Giant Void in a Colloidal Crystal

January 1, 1996

Microscopic dynamics of the liquid-glass transition

Remarkably, mesoscopic colloidal particles a tenth the size of a blood cell in water can spontaneously form large crystals whose regularity is immediately apparent to the senses. Their regular spacing causes light waves to interfere so that only specific colors are able to pass through. This selective passage is responsible for the iridescence seen in mother of pearl, butterfly wings, and opals. The brilliant colors give direct evidence that billions of particles have assembled themselves into a regular, repeating arrangement. This self-assembly mechanism has great potential for giving new properties to materials. It also gives a way to study how atoms sometimes form regular crystals and sometimes form disordered glasses instead.
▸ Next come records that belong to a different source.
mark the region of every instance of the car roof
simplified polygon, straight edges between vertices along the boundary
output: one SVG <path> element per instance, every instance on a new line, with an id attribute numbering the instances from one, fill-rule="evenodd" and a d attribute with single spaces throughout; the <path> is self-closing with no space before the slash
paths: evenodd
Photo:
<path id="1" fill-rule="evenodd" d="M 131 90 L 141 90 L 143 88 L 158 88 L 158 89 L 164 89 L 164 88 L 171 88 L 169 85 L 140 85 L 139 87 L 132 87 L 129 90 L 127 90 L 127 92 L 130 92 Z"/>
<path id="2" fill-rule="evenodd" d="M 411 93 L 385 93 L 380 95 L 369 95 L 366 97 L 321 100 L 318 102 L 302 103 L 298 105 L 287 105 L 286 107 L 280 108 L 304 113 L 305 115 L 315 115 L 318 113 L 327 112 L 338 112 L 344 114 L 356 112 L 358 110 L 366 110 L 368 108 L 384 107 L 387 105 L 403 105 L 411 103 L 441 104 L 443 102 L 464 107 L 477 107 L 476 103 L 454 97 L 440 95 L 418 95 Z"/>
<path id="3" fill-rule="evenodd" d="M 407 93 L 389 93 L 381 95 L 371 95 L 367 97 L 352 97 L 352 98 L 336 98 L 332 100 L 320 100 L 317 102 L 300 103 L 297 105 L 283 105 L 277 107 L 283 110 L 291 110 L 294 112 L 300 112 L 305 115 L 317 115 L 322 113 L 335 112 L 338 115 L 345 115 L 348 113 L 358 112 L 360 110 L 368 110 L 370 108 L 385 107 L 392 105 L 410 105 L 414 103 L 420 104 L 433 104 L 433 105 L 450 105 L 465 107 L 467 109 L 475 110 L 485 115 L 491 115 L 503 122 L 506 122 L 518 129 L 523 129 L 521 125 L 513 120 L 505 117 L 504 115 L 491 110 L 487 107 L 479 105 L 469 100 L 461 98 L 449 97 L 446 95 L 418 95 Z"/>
While many theories for the behavior of glassy systems rest on assumptions about the microscopic interparticle interactions, virtually all experimental studies probe macroscopic behavior. Colloidal suspensions may help to bridge this gap by affording a direct view of the microscopic dynamics of the liquid-glass transition. Colloidal latex microspheres are commercially available in sizes large enough to observe with a microscope, yet small enough to undergo Brownian motion when suspended in water. The resulting equilibrium structures for dense monodisperse suspensions of interacting particles are all crystalline. Bidisperse suspensions of hard-sphere colloidal particles, on the other hand, have been shown qualitatively to form glasses. C. A. Murray (AT&T Bell Labs) similarly has demonstrated glass formation in bidisperse suspensions of charge-stabilized latex spheres.

Although dynamic light scattering studies have demonstrated large-scale glassy dynamics in these suspensions, the potential to characterize directly individual particle motions has remained untapped.